Еще я научилась прогуливать, не испытывая угрызения совести. И не переживать из-за троек, как было раньше. Оказалось, просто нет смысла переживать, если при желании всегда можно их исправить. А если тройка ничего не решала – тогда и переживать, и исправлять не имело смысла. Неожиданно у меня стало получаться не нервничать из-за ерунды. И вообще, я как будто успокоилась и научилась прислушиваться к своим желаниям. Может быть мной овладел тот пресловутый пофигизм, о котором я мечтала, с тех пор как познакомилась с одноклассниками-гедонистами?

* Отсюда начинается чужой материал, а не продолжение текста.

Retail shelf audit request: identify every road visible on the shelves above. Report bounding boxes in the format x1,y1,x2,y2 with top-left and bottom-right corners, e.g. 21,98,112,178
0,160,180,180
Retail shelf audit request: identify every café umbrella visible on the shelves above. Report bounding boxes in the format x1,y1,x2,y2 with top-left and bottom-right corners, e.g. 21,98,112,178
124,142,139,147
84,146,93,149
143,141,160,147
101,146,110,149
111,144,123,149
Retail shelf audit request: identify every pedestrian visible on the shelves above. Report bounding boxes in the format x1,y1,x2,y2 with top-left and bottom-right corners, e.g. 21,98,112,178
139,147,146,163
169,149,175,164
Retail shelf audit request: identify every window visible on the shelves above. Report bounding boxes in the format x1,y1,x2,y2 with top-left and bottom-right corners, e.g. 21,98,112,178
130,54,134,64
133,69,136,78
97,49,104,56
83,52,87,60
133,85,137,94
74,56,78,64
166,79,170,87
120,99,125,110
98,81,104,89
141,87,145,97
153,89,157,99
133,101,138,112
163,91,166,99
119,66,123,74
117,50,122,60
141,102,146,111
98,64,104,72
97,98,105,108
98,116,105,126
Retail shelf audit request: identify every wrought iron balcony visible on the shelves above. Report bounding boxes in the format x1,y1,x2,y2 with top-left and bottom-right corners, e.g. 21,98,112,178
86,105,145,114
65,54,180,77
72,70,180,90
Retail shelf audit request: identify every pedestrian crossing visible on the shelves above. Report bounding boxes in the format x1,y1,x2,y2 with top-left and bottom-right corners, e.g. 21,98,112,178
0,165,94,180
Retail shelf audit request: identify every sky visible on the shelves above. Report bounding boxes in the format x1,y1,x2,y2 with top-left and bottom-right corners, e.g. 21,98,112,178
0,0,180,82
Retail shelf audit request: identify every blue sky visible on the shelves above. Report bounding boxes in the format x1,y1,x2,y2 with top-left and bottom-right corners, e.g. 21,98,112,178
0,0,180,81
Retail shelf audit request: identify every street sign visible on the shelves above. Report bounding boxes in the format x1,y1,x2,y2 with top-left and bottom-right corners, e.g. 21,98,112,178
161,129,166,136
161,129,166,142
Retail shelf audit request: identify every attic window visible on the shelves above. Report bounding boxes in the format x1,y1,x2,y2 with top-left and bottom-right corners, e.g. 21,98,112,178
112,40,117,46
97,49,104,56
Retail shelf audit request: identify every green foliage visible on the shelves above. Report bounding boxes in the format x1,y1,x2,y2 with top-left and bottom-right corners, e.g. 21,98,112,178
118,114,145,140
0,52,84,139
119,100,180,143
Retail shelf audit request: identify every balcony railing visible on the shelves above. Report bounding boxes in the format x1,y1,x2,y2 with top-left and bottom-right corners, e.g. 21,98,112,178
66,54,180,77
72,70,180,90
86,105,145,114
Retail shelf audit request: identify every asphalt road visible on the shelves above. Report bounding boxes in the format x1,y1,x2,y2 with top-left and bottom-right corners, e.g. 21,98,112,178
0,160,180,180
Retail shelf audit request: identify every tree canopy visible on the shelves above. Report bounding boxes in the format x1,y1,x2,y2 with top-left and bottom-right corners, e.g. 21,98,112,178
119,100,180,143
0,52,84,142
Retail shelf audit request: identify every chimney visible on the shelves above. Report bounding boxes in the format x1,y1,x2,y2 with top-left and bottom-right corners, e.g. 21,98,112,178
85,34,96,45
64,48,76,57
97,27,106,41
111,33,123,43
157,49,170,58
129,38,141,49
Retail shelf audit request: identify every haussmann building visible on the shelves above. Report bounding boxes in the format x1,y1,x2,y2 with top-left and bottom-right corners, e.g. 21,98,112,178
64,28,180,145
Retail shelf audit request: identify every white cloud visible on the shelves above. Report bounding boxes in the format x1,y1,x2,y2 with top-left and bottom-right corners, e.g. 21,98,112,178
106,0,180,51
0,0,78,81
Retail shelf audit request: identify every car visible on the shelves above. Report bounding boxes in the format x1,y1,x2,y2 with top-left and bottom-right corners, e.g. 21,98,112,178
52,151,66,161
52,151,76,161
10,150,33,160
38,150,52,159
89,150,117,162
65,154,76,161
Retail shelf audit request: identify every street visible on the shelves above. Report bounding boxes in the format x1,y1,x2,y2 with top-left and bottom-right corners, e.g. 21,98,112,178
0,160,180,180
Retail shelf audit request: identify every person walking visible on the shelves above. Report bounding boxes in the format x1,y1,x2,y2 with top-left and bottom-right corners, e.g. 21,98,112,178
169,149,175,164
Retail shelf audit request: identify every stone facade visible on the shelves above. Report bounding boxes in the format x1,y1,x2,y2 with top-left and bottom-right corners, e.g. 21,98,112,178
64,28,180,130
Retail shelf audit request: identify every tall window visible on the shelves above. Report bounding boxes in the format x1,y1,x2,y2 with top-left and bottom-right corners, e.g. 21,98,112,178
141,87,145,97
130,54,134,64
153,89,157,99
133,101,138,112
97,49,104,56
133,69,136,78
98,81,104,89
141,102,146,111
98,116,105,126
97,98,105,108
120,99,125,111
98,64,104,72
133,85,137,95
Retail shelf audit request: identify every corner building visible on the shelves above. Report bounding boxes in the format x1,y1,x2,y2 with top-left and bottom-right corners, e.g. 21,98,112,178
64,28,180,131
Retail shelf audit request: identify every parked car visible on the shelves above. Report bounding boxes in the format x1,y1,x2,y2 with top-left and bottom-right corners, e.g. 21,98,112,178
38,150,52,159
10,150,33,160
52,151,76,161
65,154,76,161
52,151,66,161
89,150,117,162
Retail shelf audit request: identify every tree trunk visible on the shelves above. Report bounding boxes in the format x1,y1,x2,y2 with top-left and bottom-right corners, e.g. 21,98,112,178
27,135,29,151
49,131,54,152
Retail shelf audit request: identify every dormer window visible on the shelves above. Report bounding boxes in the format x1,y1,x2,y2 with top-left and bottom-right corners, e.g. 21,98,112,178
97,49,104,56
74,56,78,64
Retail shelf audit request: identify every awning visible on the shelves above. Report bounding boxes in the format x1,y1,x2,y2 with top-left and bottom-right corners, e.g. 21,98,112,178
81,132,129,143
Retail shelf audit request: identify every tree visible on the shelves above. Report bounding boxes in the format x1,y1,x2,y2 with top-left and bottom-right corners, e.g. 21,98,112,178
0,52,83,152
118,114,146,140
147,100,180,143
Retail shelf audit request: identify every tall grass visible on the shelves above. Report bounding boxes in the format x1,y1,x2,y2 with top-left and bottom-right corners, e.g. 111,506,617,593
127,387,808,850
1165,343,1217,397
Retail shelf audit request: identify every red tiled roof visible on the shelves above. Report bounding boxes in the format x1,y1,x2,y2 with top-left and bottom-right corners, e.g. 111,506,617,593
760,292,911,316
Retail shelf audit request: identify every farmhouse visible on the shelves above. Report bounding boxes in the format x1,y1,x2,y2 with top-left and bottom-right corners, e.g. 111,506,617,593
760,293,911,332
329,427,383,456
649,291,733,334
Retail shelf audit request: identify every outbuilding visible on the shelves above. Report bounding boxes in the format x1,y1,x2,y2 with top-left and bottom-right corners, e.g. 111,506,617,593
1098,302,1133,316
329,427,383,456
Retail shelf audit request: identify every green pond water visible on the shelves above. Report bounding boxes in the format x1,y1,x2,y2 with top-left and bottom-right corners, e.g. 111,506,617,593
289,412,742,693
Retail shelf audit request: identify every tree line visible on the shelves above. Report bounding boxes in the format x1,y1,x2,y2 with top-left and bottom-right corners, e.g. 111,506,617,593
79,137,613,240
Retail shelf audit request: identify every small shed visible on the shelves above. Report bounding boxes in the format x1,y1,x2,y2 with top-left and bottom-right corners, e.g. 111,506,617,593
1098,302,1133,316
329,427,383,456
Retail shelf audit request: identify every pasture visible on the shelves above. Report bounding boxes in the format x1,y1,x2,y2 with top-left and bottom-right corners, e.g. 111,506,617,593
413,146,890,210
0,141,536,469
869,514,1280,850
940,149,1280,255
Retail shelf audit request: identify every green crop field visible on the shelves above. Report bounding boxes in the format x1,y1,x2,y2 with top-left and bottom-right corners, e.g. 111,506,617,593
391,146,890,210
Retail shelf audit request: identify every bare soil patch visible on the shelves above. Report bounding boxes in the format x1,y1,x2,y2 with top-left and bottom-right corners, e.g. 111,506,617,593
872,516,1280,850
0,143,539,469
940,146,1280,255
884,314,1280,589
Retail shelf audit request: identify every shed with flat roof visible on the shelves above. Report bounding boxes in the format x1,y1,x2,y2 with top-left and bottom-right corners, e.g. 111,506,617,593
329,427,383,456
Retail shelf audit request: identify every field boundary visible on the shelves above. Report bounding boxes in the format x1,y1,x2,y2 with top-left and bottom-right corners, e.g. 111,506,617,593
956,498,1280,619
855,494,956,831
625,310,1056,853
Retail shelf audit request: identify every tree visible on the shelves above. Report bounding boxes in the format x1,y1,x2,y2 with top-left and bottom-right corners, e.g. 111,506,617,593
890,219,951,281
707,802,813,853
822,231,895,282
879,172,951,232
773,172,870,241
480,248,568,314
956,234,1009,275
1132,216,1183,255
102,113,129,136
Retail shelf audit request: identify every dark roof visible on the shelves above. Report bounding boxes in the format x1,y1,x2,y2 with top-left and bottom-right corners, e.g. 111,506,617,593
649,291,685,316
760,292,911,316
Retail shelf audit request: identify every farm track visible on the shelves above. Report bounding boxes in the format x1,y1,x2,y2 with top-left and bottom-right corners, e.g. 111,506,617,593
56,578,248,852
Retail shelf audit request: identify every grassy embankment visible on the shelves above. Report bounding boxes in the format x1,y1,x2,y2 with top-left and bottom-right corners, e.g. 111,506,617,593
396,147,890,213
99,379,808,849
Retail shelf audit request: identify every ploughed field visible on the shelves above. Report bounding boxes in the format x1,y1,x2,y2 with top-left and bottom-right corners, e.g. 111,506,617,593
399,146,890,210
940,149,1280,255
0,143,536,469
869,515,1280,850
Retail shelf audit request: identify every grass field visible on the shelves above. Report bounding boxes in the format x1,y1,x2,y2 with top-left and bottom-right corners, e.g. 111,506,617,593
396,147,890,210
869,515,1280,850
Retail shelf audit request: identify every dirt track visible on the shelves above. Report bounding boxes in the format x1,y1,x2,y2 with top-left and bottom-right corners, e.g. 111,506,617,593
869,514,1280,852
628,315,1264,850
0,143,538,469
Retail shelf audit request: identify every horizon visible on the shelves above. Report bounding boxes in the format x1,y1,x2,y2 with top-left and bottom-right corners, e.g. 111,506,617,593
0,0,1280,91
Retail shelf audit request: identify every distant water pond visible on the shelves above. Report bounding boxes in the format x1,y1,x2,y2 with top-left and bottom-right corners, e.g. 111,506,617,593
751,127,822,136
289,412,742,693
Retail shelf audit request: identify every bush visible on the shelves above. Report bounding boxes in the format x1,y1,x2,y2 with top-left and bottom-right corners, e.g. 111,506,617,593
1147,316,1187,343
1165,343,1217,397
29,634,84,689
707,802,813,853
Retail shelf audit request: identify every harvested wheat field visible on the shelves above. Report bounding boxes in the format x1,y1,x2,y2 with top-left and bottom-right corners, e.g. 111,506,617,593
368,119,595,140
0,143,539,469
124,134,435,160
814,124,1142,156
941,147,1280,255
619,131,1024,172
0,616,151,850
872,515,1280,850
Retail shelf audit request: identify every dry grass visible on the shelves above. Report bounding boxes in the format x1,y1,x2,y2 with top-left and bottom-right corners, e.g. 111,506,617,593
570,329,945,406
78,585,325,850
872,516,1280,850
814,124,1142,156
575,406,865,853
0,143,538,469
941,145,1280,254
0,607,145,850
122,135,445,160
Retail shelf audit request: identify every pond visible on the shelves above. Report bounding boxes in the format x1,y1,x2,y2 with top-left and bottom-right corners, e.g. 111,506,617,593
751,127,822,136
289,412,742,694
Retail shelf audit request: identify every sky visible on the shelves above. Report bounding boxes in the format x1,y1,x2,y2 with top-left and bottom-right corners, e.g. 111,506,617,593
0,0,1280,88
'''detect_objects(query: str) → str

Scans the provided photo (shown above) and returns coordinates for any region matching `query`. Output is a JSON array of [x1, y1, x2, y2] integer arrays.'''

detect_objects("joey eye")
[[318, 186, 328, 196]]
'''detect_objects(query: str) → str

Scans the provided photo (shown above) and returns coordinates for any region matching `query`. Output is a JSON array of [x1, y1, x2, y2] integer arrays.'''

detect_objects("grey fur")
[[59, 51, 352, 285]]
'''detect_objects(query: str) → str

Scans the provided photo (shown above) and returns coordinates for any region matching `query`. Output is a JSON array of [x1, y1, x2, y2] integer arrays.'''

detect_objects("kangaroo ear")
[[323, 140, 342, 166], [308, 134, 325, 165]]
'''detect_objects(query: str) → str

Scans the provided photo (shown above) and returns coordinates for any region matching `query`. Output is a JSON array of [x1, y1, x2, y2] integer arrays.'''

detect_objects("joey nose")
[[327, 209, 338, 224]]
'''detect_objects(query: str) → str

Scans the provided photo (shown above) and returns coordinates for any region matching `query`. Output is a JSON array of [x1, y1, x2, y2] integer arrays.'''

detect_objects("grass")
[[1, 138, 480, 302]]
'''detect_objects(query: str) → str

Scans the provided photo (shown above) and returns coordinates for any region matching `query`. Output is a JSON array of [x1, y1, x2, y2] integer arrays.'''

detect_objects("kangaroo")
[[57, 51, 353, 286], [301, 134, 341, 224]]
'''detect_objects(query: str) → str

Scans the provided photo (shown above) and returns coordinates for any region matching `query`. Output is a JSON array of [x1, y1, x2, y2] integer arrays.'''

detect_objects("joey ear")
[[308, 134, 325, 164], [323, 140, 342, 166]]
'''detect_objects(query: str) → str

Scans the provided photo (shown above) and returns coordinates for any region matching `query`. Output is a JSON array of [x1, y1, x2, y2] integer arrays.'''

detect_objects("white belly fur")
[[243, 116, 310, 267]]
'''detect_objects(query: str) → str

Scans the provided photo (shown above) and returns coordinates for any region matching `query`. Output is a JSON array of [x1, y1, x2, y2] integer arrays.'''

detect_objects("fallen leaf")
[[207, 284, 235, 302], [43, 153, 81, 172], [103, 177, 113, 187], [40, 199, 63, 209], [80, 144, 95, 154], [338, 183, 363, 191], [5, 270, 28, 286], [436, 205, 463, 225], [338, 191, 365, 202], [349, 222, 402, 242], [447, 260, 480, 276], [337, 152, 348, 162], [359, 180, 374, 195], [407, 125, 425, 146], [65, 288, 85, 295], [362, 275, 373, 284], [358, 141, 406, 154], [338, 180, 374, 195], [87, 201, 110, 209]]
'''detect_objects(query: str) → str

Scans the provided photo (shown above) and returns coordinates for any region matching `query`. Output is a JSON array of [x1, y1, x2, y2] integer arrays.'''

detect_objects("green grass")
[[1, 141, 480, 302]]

Наверное, со стороны казалось, что моя так называемая дружба с «двоечниками-гедонистами» испортила меня. И в ответ на мои заявления об успехах в учебе и школьной жизни кто-то по-родительски мог бы возразить: «А вот не было бы этих странных отношений – все было бы еще лучше!» Возможно, и так. Возможно, с учебой было бы лучше. Но ведь учеба – это не все. Я училась, но теперь еще и чувства заполняли меня – новые, растущие с каждым днем чувства. И я уже не могла представить себе жизнь без них. Слишком рано для чувств? В моем возрасте об учебе думать надо? Да в свои шестнадцать лет я была на два года старше Джульетты, а у нее, между прочим, к этому возрасту уже был секс! И никто не осуждал ее за это. По-другому поводу осуждали и ругали, но не за секс. Кто же виноват, что в школе по-прежнему половое созревание – это только термин. А половое воспитание – тема про семью и беременность. Про половой контакт максимум: «надо предохраняться, чтобы не заразиться». И еще не принести в подоле. А секс и чувственность – это по́шло, аморально и безнравственно. И вообще, лучше об этом не в школе говорить на уроке, а каждому дома факультативно с родителями, чтобы чего не вышло.
Наверное, не обязательно нам с Ромкой было так открыто осваивать эту чувственную науку и целоваться на глазах у всех. Но «хочу» часто оказывалось таким неудержимым и срывалось с цепи, не замечая никого. Мы ощущали тогда себя совсем взрослыми и хотели заявить об этом. К тому же мы поступали так не часто – больше старались прятаться, чтобы никого не смущать и не злить. Ведь в классе только несколько человек, включая Саньку, спокойно относились к нашим отношениям. Многие одноклассники не разделяли наших восторгов и злились. Случалось всякое…
Как-то, проходя к своей парте мимо наших карьеристов-активистов, я услышала, как кто-то мне вслед выразительно и недвусмысленно задышал, застонал – и все заржали. Можно было проигнорировать, но в тот день я была не в духе, и тупая шутка выбила меня из колеи. Я остановилась и обернулась к ржущим:
– Завидно? Тоже охота, но мама не разрешает?
Наш главный активист и почти отличник Андрей – а стонал именно он – не ожидал такого поворота. Возникла секундная пауза, но он не потерялся – он был очень находчивым.